Un refuge que connaît bien Emmanuelle, Normande de 39 ans qui tente de concevoir depuis cinq ans. « J’ai souvent dû faire mes piqûres dans les toilettes du bureau. » Pourtant, pour elle, le plus éprouvant demeure ailleurs. « À chaque échec, savoir que tout ce que l’on a fait pendant six mois à un an n’a servi à rien est très déprimant. » Gérer cette tristesse devient parfois difficile lorsque les résultats tombent dans sa boîte mail en pleine journée de travail. « Il m’est déjà arrivé de pleurer devant mes élèves », avoue Charlotte, enseignante dans un collège de Segpa. Elle a choisi de parler de sa situation à ses collègues, qui la soutiennent en cas de coup de mou. « C’est déjà tellement éprouvant, même lorsque les autres sont au courant. »
**Méconnaissance de la réalité de la PMA**
Garder ses préoccupations pour elle engendre chez Eugénie de « gros moments de solitude ». « Personne n’imagine ce que l’on vit. » Seuls 39 % des salariés estiment que leur manager comprend réellement leur situation, d’après l’étude de BAMP ! « Les gens pensent qu’un bébé-éprouvette, on le fabrique, on le transfère, et hop, c’est fini, souligne Emmanuelle. Sauf que c’est beaucoup plus compliqué que cela. En cinq ans, j’ai eu une centaine de rendez-vous médicaux. »
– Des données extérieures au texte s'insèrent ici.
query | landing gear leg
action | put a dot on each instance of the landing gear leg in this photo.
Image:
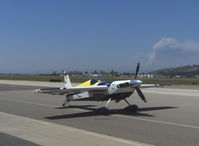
(132, 107)
(65, 103)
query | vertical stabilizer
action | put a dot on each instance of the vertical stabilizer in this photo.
(67, 83)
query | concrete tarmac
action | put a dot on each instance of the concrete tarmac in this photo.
(170, 117)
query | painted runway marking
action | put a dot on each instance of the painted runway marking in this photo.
(123, 116)
(27, 102)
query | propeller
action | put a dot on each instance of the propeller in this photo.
(137, 70)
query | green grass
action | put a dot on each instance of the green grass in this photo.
(47, 78)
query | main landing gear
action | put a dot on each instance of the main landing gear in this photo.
(132, 107)
(104, 108)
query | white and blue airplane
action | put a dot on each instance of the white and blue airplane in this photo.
(95, 90)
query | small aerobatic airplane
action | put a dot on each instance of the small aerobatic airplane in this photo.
(95, 90)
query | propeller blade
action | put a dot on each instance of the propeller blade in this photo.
(137, 70)
(141, 94)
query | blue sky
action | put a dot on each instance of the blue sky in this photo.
(41, 36)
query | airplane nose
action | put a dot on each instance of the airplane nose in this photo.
(135, 83)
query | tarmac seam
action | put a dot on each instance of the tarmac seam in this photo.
(123, 116)
(45, 133)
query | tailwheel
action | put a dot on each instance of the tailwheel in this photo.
(132, 107)
(103, 110)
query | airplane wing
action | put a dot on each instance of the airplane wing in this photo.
(71, 91)
(149, 85)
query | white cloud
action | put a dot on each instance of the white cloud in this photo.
(168, 44)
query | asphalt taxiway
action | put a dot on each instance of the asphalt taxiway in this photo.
(170, 117)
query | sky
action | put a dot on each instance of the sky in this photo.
(42, 36)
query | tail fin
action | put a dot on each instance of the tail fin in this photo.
(67, 83)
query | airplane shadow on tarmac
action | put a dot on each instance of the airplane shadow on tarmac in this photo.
(96, 112)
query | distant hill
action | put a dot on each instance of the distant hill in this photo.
(188, 71)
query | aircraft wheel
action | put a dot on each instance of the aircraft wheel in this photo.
(133, 108)
(63, 105)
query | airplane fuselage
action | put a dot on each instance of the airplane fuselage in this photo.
(115, 92)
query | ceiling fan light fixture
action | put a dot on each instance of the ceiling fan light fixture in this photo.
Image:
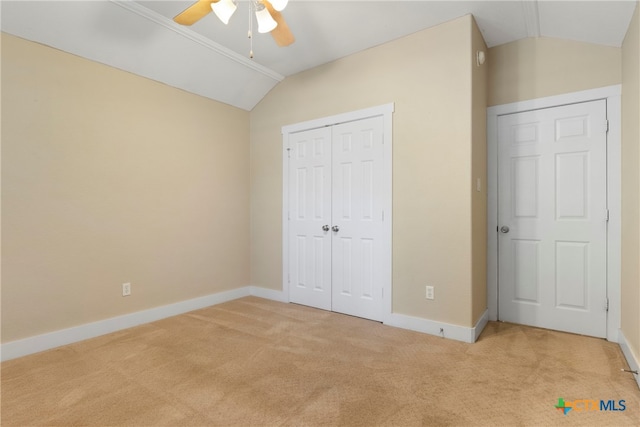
(224, 9)
(279, 5)
(265, 22)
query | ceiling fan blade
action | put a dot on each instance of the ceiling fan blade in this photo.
(281, 34)
(194, 13)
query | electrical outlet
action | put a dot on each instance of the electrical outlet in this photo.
(430, 292)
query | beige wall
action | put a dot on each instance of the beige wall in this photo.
(479, 171)
(630, 321)
(110, 178)
(428, 75)
(538, 67)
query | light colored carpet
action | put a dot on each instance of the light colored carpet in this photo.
(253, 362)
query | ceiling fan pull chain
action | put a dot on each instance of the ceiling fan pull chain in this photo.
(250, 33)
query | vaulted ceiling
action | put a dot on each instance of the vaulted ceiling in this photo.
(211, 59)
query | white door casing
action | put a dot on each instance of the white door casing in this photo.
(552, 214)
(612, 96)
(360, 269)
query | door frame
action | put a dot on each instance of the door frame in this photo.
(612, 95)
(386, 111)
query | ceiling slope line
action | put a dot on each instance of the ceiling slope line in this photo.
(195, 37)
(531, 17)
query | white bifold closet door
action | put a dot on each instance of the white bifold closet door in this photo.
(553, 218)
(336, 218)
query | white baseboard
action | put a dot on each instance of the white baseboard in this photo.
(35, 344)
(265, 293)
(480, 325)
(38, 343)
(441, 329)
(632, 359)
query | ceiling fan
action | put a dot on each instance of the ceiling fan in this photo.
(268, 14)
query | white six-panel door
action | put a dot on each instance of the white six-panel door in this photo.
(336, 218)
(552, 218)
(357, 249)
(310, 218)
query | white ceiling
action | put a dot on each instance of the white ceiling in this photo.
(211, 59)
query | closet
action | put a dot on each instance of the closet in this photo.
(337, 238)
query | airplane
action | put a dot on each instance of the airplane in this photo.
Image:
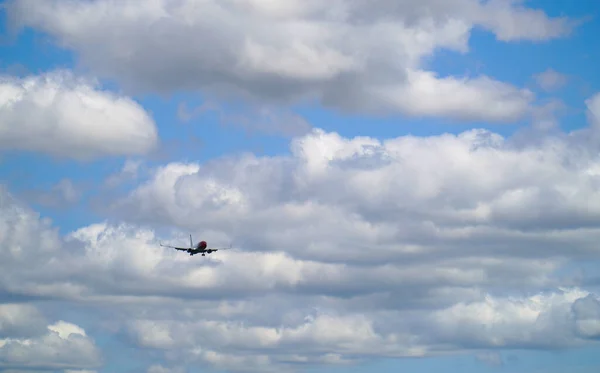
(200, 248)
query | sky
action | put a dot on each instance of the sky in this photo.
(406, 186)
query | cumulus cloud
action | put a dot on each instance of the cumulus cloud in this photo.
(25, 345)
(64, 115)
(346, 249)
(264, 119)
(350, 55)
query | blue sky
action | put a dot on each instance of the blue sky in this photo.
(151, 71)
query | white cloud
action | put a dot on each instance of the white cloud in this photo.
(346, 249)
(350, 55)
(67, 116)
(550, 80)
(60, 346)
(20, 321)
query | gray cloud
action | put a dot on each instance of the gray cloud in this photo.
(63, 115)
(345, 250)
(349, 55)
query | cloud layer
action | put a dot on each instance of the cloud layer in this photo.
(64, 115)
(347, 249)
(349, 55)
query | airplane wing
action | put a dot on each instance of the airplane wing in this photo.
(176, 248)
(222, 248)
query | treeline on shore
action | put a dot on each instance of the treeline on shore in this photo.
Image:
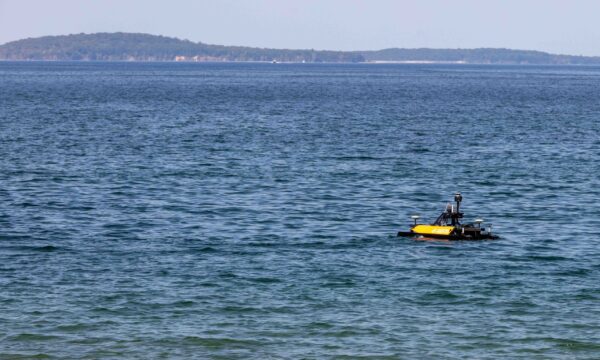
(145, 47)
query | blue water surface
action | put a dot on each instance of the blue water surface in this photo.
(249, 211)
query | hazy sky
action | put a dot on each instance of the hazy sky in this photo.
(570, 27)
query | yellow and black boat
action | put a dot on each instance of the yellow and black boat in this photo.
(448, 226)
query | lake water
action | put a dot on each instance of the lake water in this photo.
(249, 211)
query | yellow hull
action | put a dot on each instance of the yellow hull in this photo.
(434, 230)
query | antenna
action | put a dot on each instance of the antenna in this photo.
(458, 199)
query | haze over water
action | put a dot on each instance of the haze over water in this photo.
(250, 211)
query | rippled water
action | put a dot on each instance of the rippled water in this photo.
(250, 211)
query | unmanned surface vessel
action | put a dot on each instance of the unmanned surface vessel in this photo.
(448, 226)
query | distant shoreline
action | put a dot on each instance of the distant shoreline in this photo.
(127, 47)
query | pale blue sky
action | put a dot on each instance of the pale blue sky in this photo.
(570, 27)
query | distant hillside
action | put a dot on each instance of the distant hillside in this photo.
(144, 47)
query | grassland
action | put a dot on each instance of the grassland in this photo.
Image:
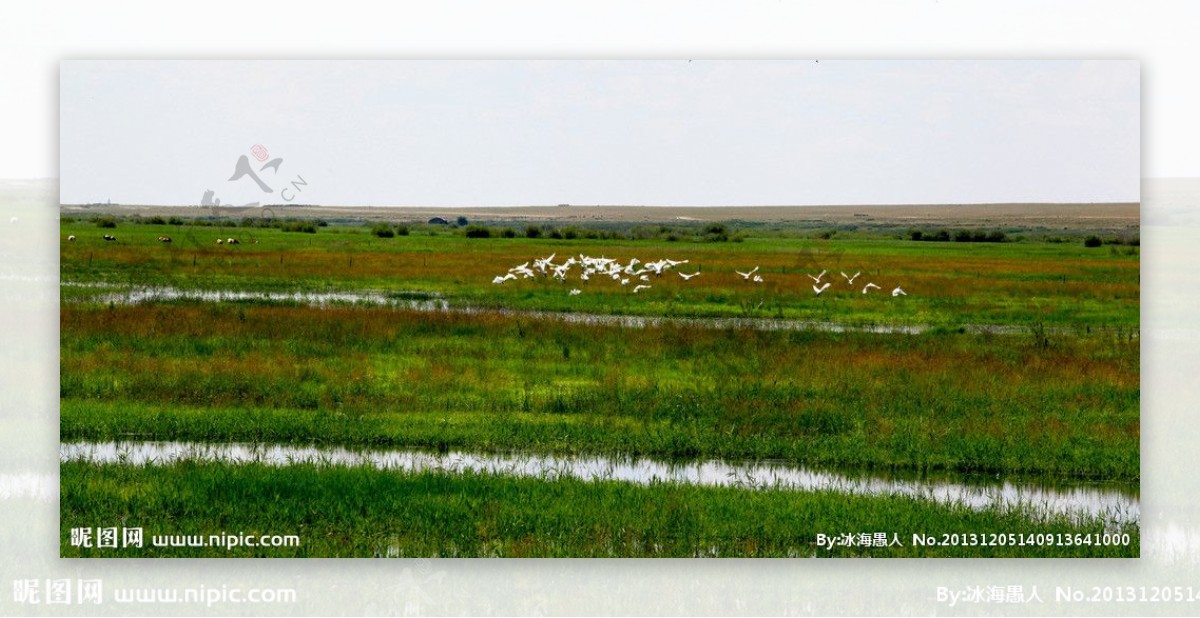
(364, 513)
(378, 376)
(949, 285)
(1027, 364)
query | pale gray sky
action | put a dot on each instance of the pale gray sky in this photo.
(670, 132)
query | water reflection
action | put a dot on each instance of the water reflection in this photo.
(1116, 503)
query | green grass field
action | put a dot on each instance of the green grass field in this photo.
(1027, 364)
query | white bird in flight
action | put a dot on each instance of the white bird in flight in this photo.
(747, 275)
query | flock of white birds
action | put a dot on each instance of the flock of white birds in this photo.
(639, 273)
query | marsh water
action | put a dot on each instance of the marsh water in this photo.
(432, 303)
(1116, 503)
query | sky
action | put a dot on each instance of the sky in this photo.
(631, 132)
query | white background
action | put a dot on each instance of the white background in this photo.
(34, 37)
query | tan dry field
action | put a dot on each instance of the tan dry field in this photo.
(1101, 215)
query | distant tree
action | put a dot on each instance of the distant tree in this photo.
(478, 232)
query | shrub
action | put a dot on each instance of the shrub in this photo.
(306, 227)
(478, 232)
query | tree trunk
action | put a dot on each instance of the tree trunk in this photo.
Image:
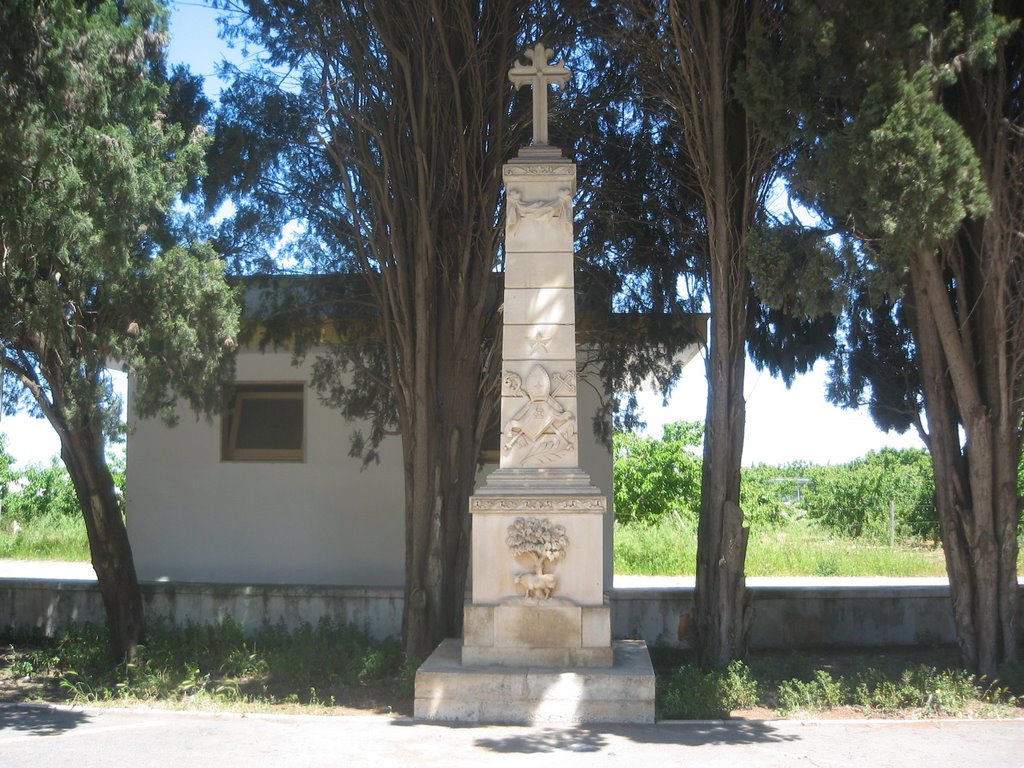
(441, 452)
(976, 479)
(82, 452)
(731, 164)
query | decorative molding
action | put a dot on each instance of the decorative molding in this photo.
(538, 504)
(556, 171)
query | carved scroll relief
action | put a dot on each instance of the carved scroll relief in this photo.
(542, 430)
(559, 210)
(540, 542)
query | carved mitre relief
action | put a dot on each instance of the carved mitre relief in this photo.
(542, 430)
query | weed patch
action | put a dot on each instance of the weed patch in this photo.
(220, 666)
(855, 685)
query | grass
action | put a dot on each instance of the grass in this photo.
(214, 667)
(904, 684)
(335, 669)
(799, 548)
(48, 537)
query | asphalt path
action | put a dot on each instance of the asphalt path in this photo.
(41, 735)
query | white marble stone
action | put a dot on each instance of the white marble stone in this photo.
(539, 269)
(554, 306)
(580, 579)
(449, 690)
(536, 341)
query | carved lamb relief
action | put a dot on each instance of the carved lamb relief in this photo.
(540, 542)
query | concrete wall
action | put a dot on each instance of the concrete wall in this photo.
(327, 520)
(783, 617)
(193, 517)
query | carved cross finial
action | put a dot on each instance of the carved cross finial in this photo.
(539, 74)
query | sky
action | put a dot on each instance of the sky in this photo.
(782, 425)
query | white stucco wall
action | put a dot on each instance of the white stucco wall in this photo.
(193, 517)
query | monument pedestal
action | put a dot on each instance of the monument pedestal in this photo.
(538, 633)
(449, 690)
(537, 645)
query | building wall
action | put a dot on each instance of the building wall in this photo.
(327, 520)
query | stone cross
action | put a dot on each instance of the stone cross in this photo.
(539, 74)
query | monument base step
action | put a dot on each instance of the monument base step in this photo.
(446, 690)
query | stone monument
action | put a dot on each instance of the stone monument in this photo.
(537, 643)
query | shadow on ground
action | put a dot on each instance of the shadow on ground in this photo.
(585, 738)
(39, 720)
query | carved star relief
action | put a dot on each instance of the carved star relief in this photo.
(539, 341)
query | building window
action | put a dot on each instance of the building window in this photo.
(264, 423)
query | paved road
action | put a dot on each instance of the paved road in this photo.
(65, 736)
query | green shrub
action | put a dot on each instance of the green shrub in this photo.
(820, 692)
(853, 499)
(691, 693)
(653, 478)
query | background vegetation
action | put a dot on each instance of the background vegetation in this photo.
(872, 516)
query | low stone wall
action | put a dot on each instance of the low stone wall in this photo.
(785, 616)
(41, 605)
(799, 616)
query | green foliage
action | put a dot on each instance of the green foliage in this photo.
(90, 170)
(796, 548)
(692, 693)
(42, 492)
(217, 664)
(854, 499)
(654, 478)
(820, 692)
(6, 473)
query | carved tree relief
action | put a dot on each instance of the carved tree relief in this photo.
(541, 542)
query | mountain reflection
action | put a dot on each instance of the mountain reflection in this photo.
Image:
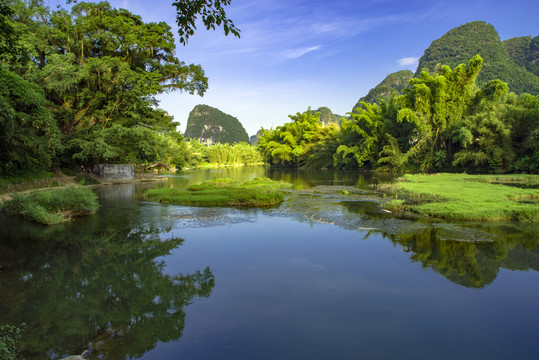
(102, 290)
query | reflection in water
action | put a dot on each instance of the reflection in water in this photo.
(468, 254)
(100, 283)
(96, 285)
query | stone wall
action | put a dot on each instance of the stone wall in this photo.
(115, 171)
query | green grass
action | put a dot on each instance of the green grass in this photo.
(469, 197)
(25, 181)
(260, 192)
(53, 206)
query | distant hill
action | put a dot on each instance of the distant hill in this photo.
(524, 51)
(394, 82)
(514, 61)
(211, 126)
(327, 116)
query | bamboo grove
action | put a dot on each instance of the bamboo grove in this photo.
(441, 122)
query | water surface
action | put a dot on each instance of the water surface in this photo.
(324, 276)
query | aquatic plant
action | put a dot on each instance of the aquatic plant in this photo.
(469, 197)
(260, 192)
(54, 206)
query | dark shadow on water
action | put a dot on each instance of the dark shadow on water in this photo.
(97, 285)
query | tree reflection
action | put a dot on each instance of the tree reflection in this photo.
(468, 254)
(469, 263)
(100, 290)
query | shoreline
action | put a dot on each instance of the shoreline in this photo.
(66, 180)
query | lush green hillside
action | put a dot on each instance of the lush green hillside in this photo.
(394, 82)
(460, 44)
(213, 126)
(327, 116)
(524, 51)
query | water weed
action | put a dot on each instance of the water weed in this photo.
(54, 206)
(260, 192)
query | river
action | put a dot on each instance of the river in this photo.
(327, 275)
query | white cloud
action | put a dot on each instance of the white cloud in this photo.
(297, 53)
(409, 62)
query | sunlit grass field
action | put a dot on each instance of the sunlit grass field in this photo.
(260, 192)
(469, 197)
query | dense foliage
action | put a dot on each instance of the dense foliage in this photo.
(259, 192)
(393, 83)
(441, 122)
(512, 63)
(212, 126)
(79, 86)
(55, 206)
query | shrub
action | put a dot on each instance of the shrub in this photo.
(54, 206)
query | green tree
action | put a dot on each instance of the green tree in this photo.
(288, 145)
(434, 105)
(29, 137)
(359, 137)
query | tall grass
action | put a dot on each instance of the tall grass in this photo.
(260, 192)
(53, 206)
(25, 180)
(469, 197)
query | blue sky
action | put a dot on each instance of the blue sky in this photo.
(293, 54)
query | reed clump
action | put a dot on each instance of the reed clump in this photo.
(53, 206)
(223, 192)
(469, 197)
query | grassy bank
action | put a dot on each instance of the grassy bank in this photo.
(469, 197)
(53, 206)
(260, 192)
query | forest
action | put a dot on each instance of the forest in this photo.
(441, 122)
(79, 87)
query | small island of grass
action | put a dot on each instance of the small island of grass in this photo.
(53, 206)
(469, 197)
(260, 192)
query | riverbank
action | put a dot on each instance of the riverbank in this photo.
(53, 181)
(467, 197)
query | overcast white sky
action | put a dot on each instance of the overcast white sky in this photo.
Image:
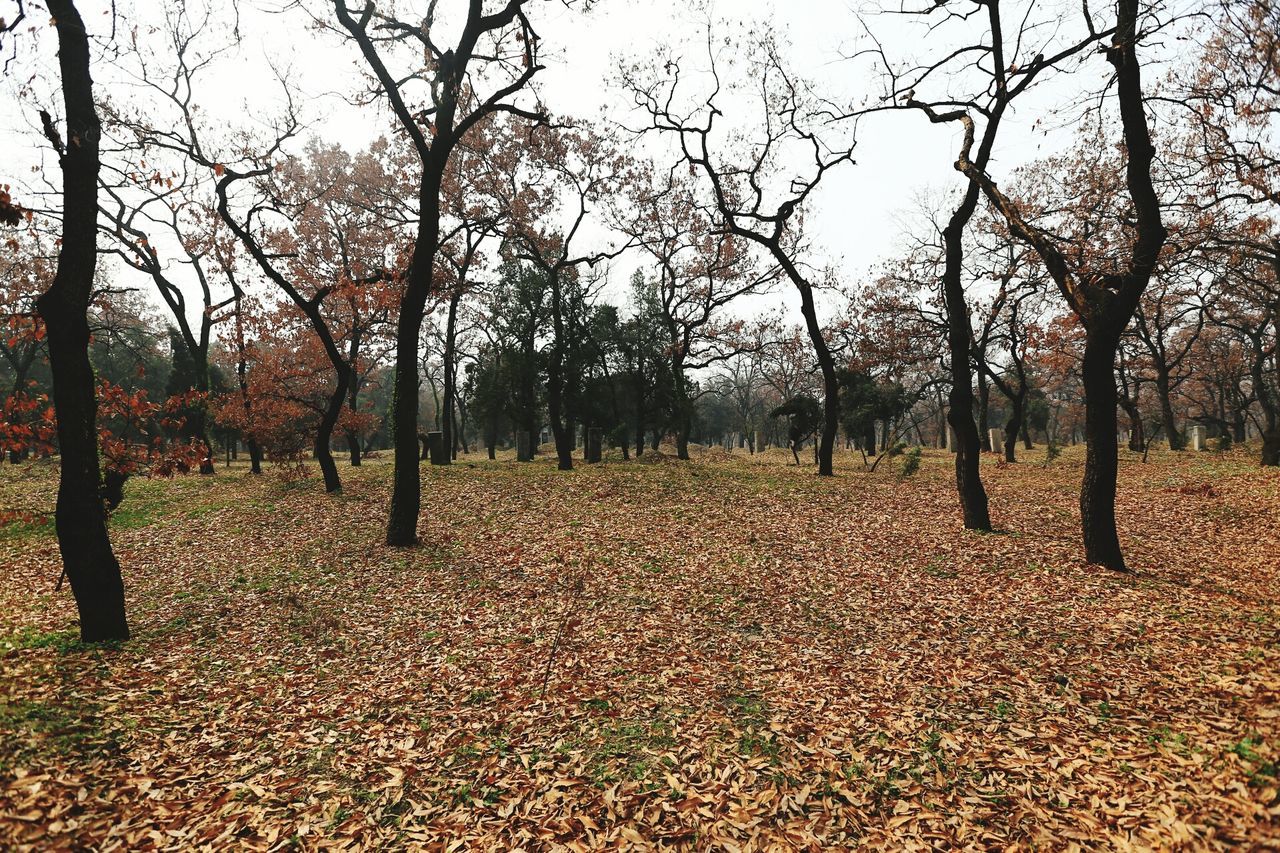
(858, 217)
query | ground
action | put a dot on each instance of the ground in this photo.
(728, 653)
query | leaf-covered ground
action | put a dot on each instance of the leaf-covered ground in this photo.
(736, 656)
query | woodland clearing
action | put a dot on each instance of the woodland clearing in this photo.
(726, 653)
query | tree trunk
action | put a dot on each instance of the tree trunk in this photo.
(80, 516)
(323, 448)
(406, 479)
(1166, 411)
(1101, 461)
(830, 381)
(983, 413)
(1014, 425)
(556, 382)
(451, 331)
(973, 496)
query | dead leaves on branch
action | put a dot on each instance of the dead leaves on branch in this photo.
(749, 657)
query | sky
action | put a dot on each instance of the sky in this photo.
(859, 215)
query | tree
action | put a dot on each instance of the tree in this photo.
(1005, 68)
(700, 272)
(749, 195)
(81, 519)
(1104, 292)
(455, 104)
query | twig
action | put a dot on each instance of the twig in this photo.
(579, 585)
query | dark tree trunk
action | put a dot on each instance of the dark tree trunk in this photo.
(983, 413)
(1014, 425)
(451, 331)
(556, 382)
(684, 424)
(406, 478)
(1101, 461)
(968, 450)
(1137, 430)
(1271, 447)
(826, 446)
(353, 447)
(323, 448)
(80, 516)
(1166, 411)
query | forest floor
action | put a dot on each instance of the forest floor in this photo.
(725, 655)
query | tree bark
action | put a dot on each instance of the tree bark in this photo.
(80, 516)
(1101, 461)
(1166, 411)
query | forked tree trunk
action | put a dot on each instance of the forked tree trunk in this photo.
(80, 518)
(1101, 460)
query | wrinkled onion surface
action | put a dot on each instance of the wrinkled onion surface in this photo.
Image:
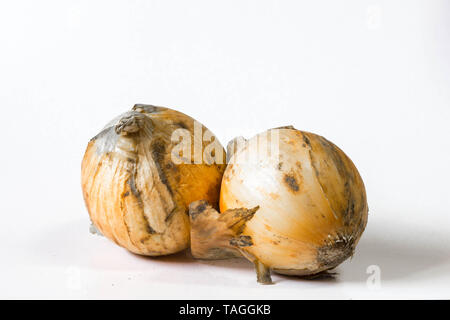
(300, 212)
(135, 194)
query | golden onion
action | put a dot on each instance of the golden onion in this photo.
(299, 209)
(138, 180)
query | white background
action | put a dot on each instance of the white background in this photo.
(371, 76)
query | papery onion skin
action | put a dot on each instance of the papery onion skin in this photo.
(135, 194)
(312, 204)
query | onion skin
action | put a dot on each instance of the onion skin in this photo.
(135, 194)
(312, 206)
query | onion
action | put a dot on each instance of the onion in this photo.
(298, 210)
(136, 184)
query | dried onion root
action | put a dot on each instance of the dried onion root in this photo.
(135, 194)
(298, 212)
Cette méconnaissance touche également les droits des salariés. Depuis la loi de 2016, une femme bénéficiant d’une AMP a le droit à des autorisations d’absence pour tous les actes médicaux nécessaires. S’inspirant du modèle du congé pour enfant malade, il ne s’agit ni d’arrêts de travail ni de congés payés. Cependant, selon l’étude, 39 % des employeurs affirment ne pas appliquer cette mesure. De nombreux salariés sont alors contraints de prendre des congés payés ou des arrêts maladie.
**Une loi protectrice mais peu connue**
Charlotte, l’enseignante, connaissait cette loi. « Je savais que c’était un droit qu’on ne pouvait pas me refuser, alors j’en ai directement parlé à mon chef d’établissement, qui a été très compréhensif. » Guillaume, responsable d’une équipe de vingt personnes en parcours d’AMP avec sa femme depuis cinq ans, en a également rapidement discuté avec son chef et a pu bénéficier des droits liés. Depuis juillet 2025, la loi permet au conjoint de la femme en AMP d’obtenir des autorisations d’absence pour assister à trois examens ou actes pour chaque protocole. « C’est un grand groupe, donc ils appliquent la loi et m’ont validé mes autorisations d’absence sans problème. »
Cependant, la situation de la femme de Guillaume a été moins aisée. Son chef a décrété que le Code du travail n’était « pas applicable » à leur structure. Elle a fini par négocier une rupture conventionnelle en raison du manque de flexibilité de son employeur. Selon l’étude de BAMP !, seules 35 % des entreprises affirment avoir mis en place des politiques ou des mesures spécifiques de soutien à la fertilité.
*Cette étude a été réalisée sous la forme de deux questionnaires en ligne diffusés de fin août à début octobre 2025, l’un destiné aux salariés concernés par un parcours d’AMP, l’autre aux employeurs. Au total, 1 037 salariés et 173 employeurs y ont répondu.